Aplicações práticas do estudo da parede vascular em neurorradiologia

Exame avalia com alta resolução a parede das artérias cervicais e intracranianas

Nos últimos anos, o estudo de parede  vascular (em inglês, vessel wall imaging) tem surgido como uma ferramenta auxiliar robusta na abordagem  das doenças cerebrovasculares.
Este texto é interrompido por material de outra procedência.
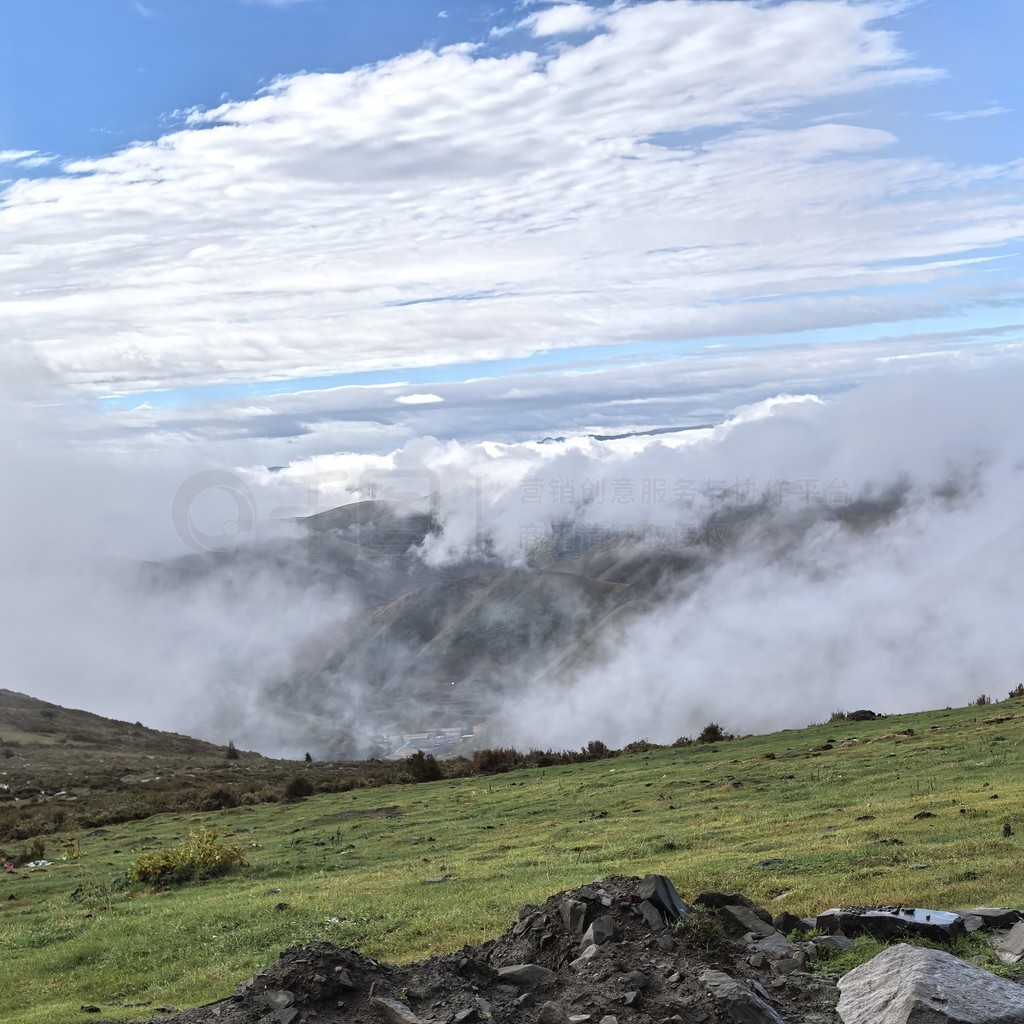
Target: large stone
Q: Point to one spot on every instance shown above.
(775, 945)
(744, 919)
(834, 943)
(393, 1012)
(551, 1013)
(910, 985)
(526, 975)
(652, 915)
(658, 890)
(736, 1001)
(892, 922)
(1009, 945)
(602, 930)
(573, 915)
O  exame é obtido por meio de uma sequência T1 fast spin eco 3D, que tem  como principais características a aquisição de cortes submilimétricos, a saturação do sinal da luz do vaso (black blood) e a supressão do sinal da gordura ou do liquor adjacentes ao vaso.

Dessa forma, o método avalia com alta  resolução a parede das artérias cervicais  e intracranianas, conseguindo, consequentemente, diagnosticar doenças relacionadas a esses vasos, como dissecções, ateromatose e vasculites.
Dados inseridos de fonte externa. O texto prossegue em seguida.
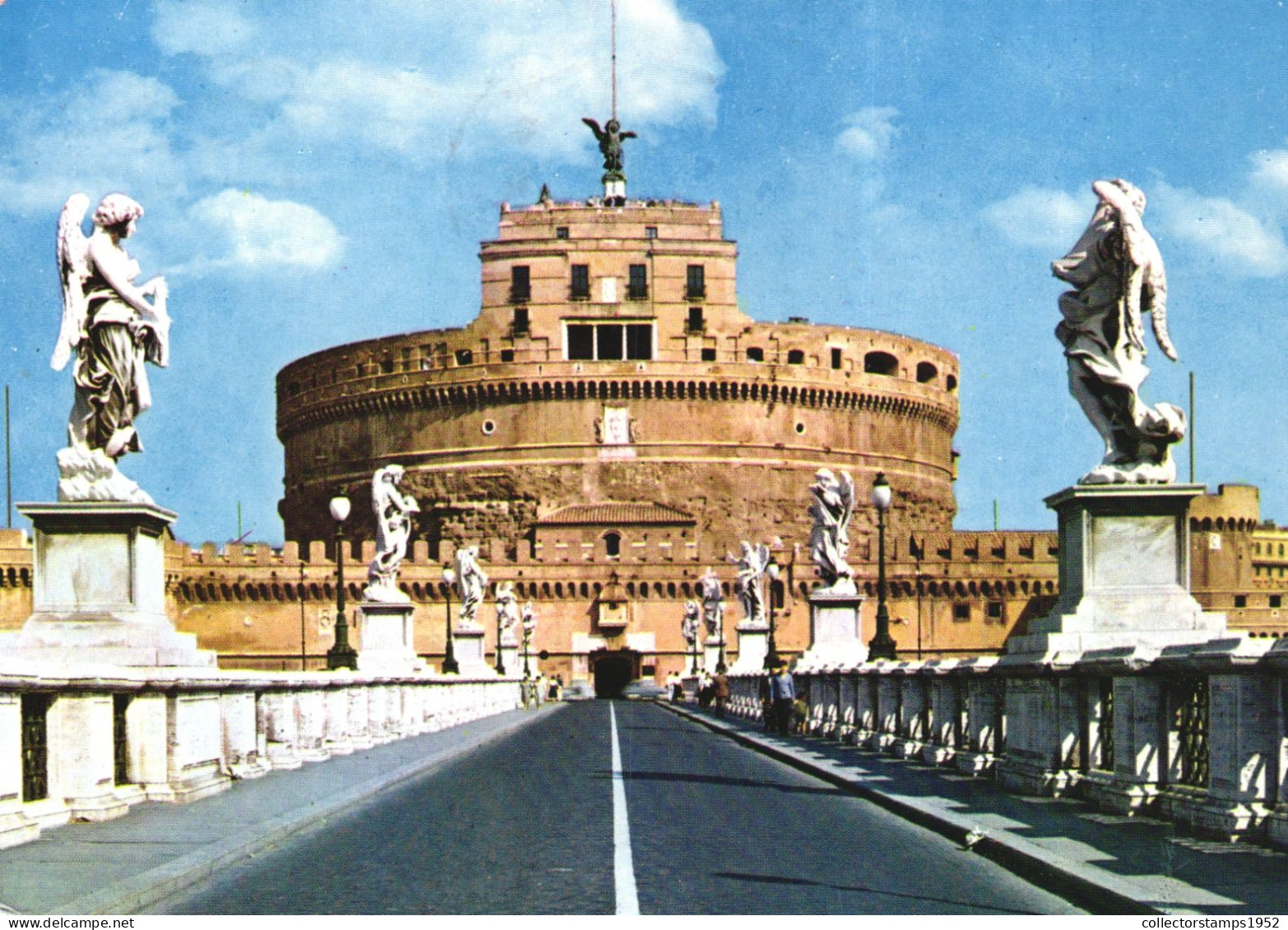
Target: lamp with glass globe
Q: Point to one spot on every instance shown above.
(341, 655)
(883, 645)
O estudo da parede vascular vem sendo  aplicado na Neurorradiologia em duas  modalidades principais: incorporado ao  exame de angiorressonância magnética  cervical ou como estudo dedicado.

ESTUDO DA PAREDE  VASCULAR INCORPORADO  À ANGIORRESSONÂNCIA  MAGNÉTICA CERVICAL

Quando incorporado à angiorressonância, o estudo da parede vascular  detecta dissecções arteriais agudas  das artérias carótidas e vertebrais,  bem como placas hemorrágicas nos bulbos carotídeos.
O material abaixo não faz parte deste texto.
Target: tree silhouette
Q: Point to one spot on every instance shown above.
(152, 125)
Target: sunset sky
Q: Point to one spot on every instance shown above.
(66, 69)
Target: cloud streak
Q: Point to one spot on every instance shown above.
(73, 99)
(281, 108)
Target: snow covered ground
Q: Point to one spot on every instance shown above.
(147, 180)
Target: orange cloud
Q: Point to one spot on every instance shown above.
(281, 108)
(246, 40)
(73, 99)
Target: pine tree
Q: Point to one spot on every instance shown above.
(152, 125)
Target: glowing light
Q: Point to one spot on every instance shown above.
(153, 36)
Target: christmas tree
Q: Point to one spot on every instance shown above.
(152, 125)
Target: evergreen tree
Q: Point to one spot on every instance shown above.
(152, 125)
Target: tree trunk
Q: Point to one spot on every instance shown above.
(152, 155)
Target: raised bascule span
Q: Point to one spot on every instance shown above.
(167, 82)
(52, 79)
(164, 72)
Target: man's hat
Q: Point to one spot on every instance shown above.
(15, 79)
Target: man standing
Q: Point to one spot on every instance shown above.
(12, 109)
Um estreitamento longo do calibre  nos segmentos cervicais das artérias  vertebrais e/ou carótidas internas,  identificado pela angiorressonância,  pode decorrer de uma dissecção aguda ou subaguda, mas também  pode ser devido a uma dissecção  crônica parcialmente recanalizada.  A identificação do hematoma mural  no exame é o achado de imagem  que permite o diagnóstico de uma  dissecção aguda/subaguda e, assim,  direciona o paciente para o tratamento apropriado (figura 1).


 

Figura 1. Dissecção do segmento  cervical da artéria carótida  interna esquerda. Sequência  vessel wall nos planos coronal  (A) e axial (B). Hematoma  com hipersinal em T1, longo,  excêntrico e serpiginoso (seta  em A), que desloca e estreita a  luz do vaso (seta em B).


Há casos também em que as dissecções não causam repercussão  significativa sobre o calibre do vaso,  fazendo com que os estudos angiográficos sejam normais. Nessas  situações, o diagnóstico só é possível pelo reconhecimento do hematoma mural no estudo da parede  vascular (figura 2).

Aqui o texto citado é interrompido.